Being obese increases the risk of breast cancer in post-menopausal women, shortens the time between return of the disease and lowers overall survival rates. Italian researchers speaking at Experimental Biology 2007 in Washington, DC, now report evidence on how leptin, a hormone found in fat cells, significantly influences breast cancer development and progression in mice. This new understanding, says Dr. Sebastiano Ando, establishes a new mechanism for the link between obesity and breast cancer and suggests new targets for drugs that could intervene in that mechanism.
Dr. Ando's presentation on Sunday, April 29 is part of the scientific program of the American Society of Investigative Pathology.
Leptin, an adipocyte-derived hormone, is best known for its efforts to send messages to the body that no more food is needed, a process that may go awry in many people with obesity. But it also is involved in many other processes, from reproduction and lactation to cell differentiation and proliferation. Leptin is activated by signals from the leptin receptor ObR, and it is this partnership that has previously been found to be involved in the development of breast cancer. It was recently reported, for example, that leptin was detected in 86.4 percent of primary breast tumors and that its expression was highly correlated with ObR.

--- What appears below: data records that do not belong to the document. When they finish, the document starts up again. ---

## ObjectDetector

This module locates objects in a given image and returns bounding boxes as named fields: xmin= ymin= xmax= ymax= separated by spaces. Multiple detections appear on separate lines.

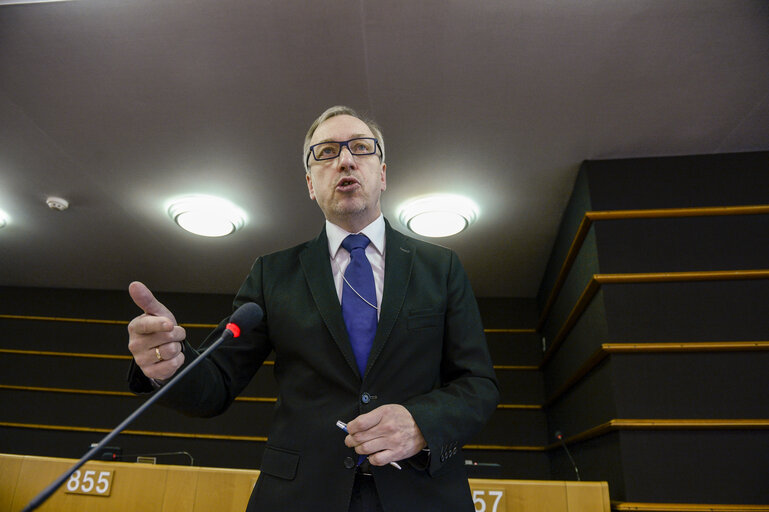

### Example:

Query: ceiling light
xmin=168 ymin=195 xmax=246 ymax=237
xmin=398 ymin=194 xmax=478 ymax=238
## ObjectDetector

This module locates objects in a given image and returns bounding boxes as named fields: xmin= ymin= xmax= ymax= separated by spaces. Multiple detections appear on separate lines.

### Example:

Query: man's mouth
xmin=336 ymin=177 xmax=359 ymax=192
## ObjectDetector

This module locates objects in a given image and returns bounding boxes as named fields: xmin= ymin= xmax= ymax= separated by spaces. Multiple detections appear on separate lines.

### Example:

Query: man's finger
xmin=347 ymin=407 xmax=384 ymax=434
xmin=128 ymin=281 xmax=176 ymax=324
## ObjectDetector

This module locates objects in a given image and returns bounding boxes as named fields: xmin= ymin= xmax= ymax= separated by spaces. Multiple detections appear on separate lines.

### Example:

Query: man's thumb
xmin=128 ymin=281 xmax=176 ymax=324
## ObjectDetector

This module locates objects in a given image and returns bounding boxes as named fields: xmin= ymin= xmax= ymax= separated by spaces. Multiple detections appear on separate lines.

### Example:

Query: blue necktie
xmin=342 ymin=235 xmax=377 ymax=378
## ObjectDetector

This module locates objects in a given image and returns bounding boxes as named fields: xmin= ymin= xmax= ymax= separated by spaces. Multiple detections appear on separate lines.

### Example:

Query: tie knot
xmin=342 ymin=235 xmax=371 ymax=253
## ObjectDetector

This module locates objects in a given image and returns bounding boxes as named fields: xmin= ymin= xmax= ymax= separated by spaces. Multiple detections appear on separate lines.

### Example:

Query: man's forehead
xmin=311 ymin=114 xmax=374 ymax=144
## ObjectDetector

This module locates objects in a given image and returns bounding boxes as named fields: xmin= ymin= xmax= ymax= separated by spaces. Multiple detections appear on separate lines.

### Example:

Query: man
xmin=128 ymin=107 xmax=499 ymax=512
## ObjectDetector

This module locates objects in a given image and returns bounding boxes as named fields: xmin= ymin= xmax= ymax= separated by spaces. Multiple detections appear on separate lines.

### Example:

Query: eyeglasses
xmin=307 ymin=137 xmax=379 ymax=165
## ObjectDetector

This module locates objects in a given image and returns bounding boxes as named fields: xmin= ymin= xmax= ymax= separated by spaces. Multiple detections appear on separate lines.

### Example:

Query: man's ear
xmin=381 ymin=164 xmax=387 ymax=191
xmin=304 ymin=171 xmax=315 ymax=201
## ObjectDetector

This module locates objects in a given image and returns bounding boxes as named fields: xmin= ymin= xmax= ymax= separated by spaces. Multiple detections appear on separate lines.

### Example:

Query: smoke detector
xmin=45 ymin=196 xmax=69 ymax=212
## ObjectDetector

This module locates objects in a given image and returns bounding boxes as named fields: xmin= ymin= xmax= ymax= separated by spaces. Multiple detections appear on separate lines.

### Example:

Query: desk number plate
xmin=66 ymin=469 xmax=115 ymax=496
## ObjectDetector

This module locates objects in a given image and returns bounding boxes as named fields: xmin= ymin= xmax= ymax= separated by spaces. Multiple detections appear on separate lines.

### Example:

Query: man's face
xmin=306 ymin=115 xmax=387 ymax=232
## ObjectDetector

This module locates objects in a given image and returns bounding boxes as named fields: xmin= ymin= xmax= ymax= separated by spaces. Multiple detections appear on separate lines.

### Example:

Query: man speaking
xmin=128 ymin=107 xmax=499 ymax=512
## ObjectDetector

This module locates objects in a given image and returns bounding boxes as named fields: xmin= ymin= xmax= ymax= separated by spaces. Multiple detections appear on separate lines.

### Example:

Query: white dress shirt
xmin=326 ymin=214 xmax=385 ymax=318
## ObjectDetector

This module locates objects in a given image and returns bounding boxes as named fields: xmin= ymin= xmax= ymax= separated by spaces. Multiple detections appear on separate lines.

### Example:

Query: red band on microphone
xmin=226 ymin=323 xmax=240 ymax=338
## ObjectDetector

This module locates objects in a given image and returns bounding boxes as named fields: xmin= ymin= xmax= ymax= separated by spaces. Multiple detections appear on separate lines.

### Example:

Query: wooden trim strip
xmin=497 ymin=404 xmax=542 ymax=411
xmin=0 ymin=348 xmax=133 ymax=360
xmin=545 ymin=341 xmax=769 ymax=407
xmin=611 ymin=500 xmax=769 ymax=512
xmin=0 ymin=348 xmax=275 ymax=366
xmin=0 ymin=384 xmax=528 ymax=410
xmin=0 ymin=384 xmax=278 ymax=403
xmin=545 ymin=348 xmax=609 ymax=407
xmin=483 ymin=327 xmax=537 ymax=334
xmin=540 ymin=276 xmax=600 ymax=369
xmin=0 ymin=384 xmax=136 ymax=398
xmin=494 ymin=364 xmax=539 ymax=372
xmin=537 ymin=205 xmax=769 ymax=331
xmin=593 ymin=269 xmax=769 ymax=284
xmin=462 ymin=444 xmax=546 ymax=452
xmin=0 ymin=421 xmax=545 ymax=452
xmin=0 ymin=419 xmax=769 ymax=452
xmin=601 ymin=341 xmax=769 ymax=354
xmin=0 ymin=314 xmax=537 ymax=334
xmin=560 ymin=419 xmax=769 ymax=449
xmin=540 ymin=269 xmax=769 ymax=369
xmin=596 ymin=205 xmax=769 ymax=221
xmin=0 ymin=421 xmax=267 ymax=443
xmin=537 ymin=214 xmax=593 ymax=331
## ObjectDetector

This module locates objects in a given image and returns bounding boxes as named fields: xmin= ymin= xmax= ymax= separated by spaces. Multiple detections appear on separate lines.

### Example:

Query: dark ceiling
xmin=0 ymin=0 xmax=769 ymax=297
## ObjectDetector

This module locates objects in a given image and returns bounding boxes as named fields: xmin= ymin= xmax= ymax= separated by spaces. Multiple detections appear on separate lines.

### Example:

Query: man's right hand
xmin=128 ymin=281 xmax=186 ymax=380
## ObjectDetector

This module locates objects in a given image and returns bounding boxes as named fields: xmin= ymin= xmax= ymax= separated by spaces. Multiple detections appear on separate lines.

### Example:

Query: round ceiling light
xmin=398 ymin=194 xmax=478 ymax=238
xmin=168 ymin=195 xmax=246 ymax=237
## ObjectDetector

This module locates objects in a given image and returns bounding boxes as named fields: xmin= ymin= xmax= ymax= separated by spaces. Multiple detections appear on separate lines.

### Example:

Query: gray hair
xmin=302 ymin=105 xmax=384 ymax=173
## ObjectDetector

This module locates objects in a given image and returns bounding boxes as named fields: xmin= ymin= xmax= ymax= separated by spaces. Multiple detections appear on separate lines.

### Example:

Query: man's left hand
xmin=344 ymin=404 xmax=427 ymax=466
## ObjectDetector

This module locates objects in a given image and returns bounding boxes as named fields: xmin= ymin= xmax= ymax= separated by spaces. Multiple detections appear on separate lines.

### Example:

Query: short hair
xmin=302 ymin=105 xmax=384 ymax=173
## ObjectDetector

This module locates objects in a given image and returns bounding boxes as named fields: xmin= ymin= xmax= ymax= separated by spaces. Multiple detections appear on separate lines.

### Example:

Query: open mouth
xmin=336 ymin=177 xmax=358 ymax=192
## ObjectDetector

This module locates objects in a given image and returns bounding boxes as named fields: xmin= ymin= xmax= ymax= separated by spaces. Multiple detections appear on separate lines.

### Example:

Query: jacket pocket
xmin=408 ymin=310 xmax=443 ymax=330
xmin=259 ymin=446 xmax=299 ymax=480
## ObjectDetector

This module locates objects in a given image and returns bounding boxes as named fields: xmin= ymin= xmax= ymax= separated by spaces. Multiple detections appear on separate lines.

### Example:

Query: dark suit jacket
xmin=131 ymin=224 xmax=499 ymax=512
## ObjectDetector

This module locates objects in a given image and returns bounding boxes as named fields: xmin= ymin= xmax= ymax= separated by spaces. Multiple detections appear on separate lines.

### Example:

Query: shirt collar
xmin=326 ymin=213 xmax=385 ymax=258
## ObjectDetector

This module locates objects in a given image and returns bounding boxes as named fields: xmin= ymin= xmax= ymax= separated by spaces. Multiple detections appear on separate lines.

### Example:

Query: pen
xmin=336 ymin=420 xmax=401 ymax=469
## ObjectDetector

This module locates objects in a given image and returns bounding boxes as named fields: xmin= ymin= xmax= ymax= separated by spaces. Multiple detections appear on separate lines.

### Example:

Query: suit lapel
xmin=299 ymin=228 xmax=359 ymax=375
xmin=364 ymin=220 xmax=416 ymax=373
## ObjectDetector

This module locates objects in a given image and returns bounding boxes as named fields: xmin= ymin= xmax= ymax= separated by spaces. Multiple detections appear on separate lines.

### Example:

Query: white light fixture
xmin=167 ymin=195 xmax=246 ymax=237
xmin=398 ymin=194 xmax=478 ymax=238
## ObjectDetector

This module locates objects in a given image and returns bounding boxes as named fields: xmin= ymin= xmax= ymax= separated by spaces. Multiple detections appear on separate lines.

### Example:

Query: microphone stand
xmin=555 ymin=430 xmax=582 ymax=481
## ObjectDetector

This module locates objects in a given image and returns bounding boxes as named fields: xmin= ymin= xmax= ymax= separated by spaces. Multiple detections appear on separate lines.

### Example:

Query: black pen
xmin=336 ymin=420 xmax=402 ymax=469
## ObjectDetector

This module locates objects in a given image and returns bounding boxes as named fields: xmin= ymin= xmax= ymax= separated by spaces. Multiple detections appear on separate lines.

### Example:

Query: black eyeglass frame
xmin=305 ymin=137 xmax=382 ymax=167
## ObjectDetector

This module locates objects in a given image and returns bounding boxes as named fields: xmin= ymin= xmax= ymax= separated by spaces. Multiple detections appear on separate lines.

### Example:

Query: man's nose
xmin=337 ymin=146 xmax=355 ymax=169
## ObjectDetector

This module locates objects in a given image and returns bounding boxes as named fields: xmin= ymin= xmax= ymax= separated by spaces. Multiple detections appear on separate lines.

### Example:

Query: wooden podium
xmin=0 ymin=454 xmax=610 ymax=512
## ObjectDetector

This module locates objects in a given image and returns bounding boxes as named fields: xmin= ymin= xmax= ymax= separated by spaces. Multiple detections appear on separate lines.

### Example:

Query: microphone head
xmin=227 ymin=302 xmax=264 ymax=338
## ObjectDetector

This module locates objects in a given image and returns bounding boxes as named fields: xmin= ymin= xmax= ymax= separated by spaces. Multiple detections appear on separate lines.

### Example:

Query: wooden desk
xmin=0 ymin=454 xmax=610 ymax=512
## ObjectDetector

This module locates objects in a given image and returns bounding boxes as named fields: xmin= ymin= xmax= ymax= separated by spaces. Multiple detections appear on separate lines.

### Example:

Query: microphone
xmin=22 ymin=302 xmax=264 ymax=512
xmin=555 ymin=430 xmax=582 ymax=481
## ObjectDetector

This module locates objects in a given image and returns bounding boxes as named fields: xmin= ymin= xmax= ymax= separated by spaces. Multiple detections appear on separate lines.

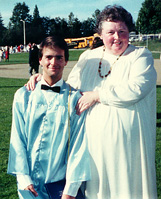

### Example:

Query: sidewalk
xmin=0 ymin=59 xmax=161 ymax=85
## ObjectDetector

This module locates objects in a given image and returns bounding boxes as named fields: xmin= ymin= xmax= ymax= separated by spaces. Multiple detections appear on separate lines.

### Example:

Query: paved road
xmin=0 ymin=59 xmax=161 ymax=85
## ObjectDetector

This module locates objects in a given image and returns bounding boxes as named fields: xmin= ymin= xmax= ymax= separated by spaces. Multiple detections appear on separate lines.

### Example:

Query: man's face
xmin=39 ymin=47 xmax=67 ymax=85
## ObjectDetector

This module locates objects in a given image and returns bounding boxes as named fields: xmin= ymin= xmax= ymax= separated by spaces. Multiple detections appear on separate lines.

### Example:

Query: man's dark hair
xmin=39 ymin=35 xmax=69 ymax=61
xmin=96 ymin=5 xmax=135 ymax=34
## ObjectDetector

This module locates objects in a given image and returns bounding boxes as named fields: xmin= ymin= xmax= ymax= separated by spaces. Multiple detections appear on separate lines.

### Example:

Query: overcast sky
xmin=0 ymin=0 xmax=145 ymax=26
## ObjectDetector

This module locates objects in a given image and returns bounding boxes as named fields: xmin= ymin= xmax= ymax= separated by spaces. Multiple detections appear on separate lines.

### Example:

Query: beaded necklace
xmin=98 ymin=47 xmax=122 ymax=78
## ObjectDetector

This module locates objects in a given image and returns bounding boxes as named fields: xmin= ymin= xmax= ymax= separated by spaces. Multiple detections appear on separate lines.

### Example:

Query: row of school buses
xmin=65 ymin=35 xmax=95 ymax=48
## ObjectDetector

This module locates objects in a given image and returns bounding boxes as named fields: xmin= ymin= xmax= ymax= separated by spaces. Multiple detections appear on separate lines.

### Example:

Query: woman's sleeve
xmin=99 ymin=50 xmax=157 ymax=107
xmin=67 ymin=50 xmax=89 ymax=89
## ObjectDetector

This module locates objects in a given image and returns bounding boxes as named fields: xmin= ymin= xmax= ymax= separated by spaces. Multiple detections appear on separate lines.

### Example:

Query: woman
xmin=26 ymin=5 xmax=157 ymax=199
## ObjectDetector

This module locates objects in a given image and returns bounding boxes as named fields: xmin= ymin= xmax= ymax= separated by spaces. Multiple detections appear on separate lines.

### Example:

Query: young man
xmin=8 ymin=37 xmax=90 ymax=199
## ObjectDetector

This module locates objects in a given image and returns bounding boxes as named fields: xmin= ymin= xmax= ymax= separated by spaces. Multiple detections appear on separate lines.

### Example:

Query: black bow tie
xmin=41 ymin=84 xmax=60 ymax=93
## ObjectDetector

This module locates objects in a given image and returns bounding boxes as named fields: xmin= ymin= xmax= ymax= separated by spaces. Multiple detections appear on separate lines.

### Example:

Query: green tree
xmin=8 ymin=2 xmax=32 ymax=45
xmin=28 ymin=5 xmax=46 ymax=44
xmin=10 ymin=2 xmax=31 ymax=26
xmin=136 ymin=0 xmax=161 ymax=34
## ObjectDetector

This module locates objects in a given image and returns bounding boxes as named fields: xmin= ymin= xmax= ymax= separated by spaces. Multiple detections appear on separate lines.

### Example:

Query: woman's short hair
xmin=96 ymin=5 xmax=135 ymax=34
xmin=39 ymin=35 xmax=69 ymax=61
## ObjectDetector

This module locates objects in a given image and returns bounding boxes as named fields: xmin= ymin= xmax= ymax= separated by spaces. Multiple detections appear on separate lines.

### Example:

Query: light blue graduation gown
xmin=8 ymin=82 xmax=90 ymax=198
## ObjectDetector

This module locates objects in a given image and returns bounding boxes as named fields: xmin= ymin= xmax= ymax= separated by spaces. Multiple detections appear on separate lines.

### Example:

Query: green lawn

In previous studies in Dr. Ando's laboratory, leptin was demonstrated to play a significant role in promoting breast cancer in obese women by increasing the amount of estrogen (estradiol) in breast tissue. In the current study, the researchers found that leptin also upregulated or increases the production of E-cadherin, an intercellular adhesion molecule generally viewed as a tumor suppressor. The researchers grafted human breast cancer tissue in "nude" mice (genetically bred to be unable to reject tumors and therefore a frequently used animal in cancer research) and also in a three dimensional tissue culture which closely mimics biological features of tumors. The results were the same in both. Combined exposure to leptin and estradiol increased tumor size, sometimes doubling it, and these changes correlated with an increase in E-cadherin.
Dr. Ando and his colleagues believe from their data that it is reasonable to suggest that the tumor suppressor E-cadherin may serve as a tumor enhancer when exposed to leptin and estradiol, that its ability to help cells aggregate then enhances the transformation of normal cells to cancerous cones, stimulating the growth of tumor mass.
When the researchers used an E-cadherin antibody or a calcium-chelating agent to block E-cadherin function in the present of estradiol, this enhanced cell growth stopped.
This work is part of an on-going research project concerning inhibition of the effects of leptin and estradiol on breast cancer. It was supported in part by an award from the Associazione Italiana per la Ricerca sul Cancro (AIRC).